Au premier aspect, cette difficulté a quelque chose de spécieux, si spécieux même qu'elle avait forcé Origène à dire que la série des six premiers jours se réduisait à une succession logique, au lieu de désigner des époques réellement distinctes; et que de grands esprits -saint Augustin en tête n'ont pas reculé devant l'idée de la création simultanée de toutes choses: ce qui, il faut bien en convenir, n'eût pas été impossible à la toute-puissance de Dieu. Ce Père avoue même qu'il est impossible d'imaginer, à plus forte raison de dire, quelle est la nature de ces jours.
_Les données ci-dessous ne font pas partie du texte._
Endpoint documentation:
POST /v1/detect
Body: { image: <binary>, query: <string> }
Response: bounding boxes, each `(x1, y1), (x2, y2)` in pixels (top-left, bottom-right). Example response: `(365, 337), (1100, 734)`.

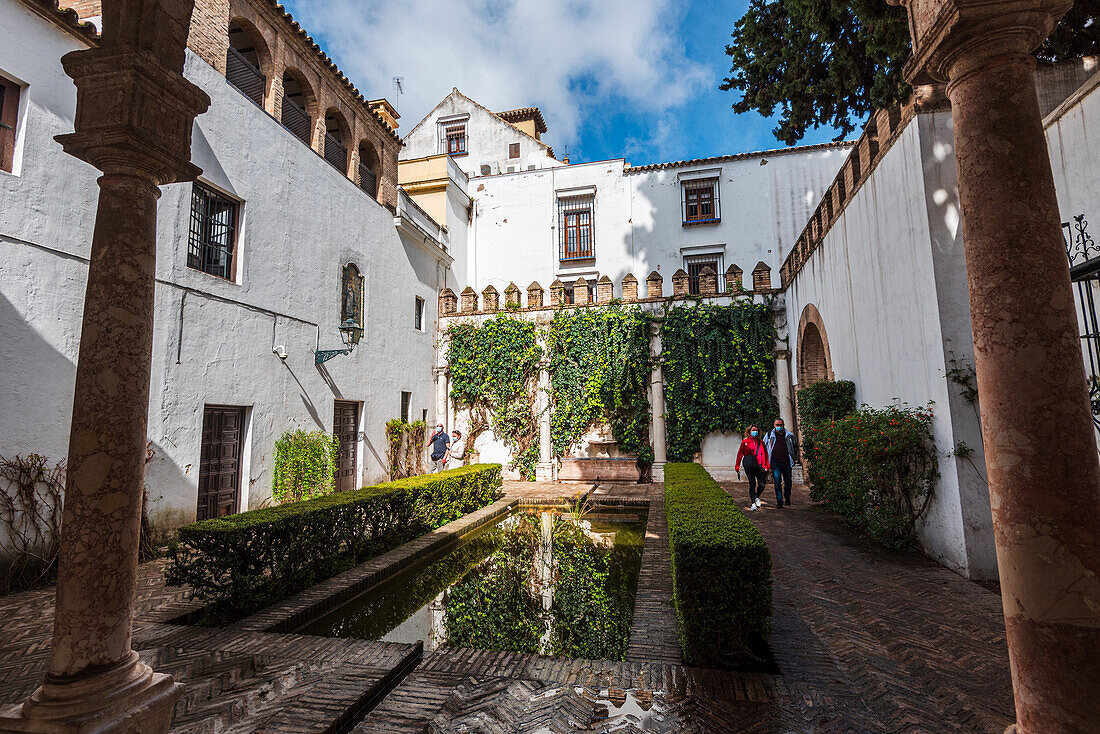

Pour l'évêque d'Hippone, les six premiers jours de la Création ont été, probablement, non pas des jours réels, mais, si l'on peut s'exprimer ainsi, des jours de raison (1). Or, ce que l'état de la science rendait. impossible au siècle des premiers Pères, l'état de la science aujourd'hui le rend facile, tant il est vrai que le Livre saint n'a rien à redouter de la science et que toutes les découvertes de celle-ci, bien loin de l'infirmer en quoi que ce soit, ne firent jamais que tourner à sa gloire.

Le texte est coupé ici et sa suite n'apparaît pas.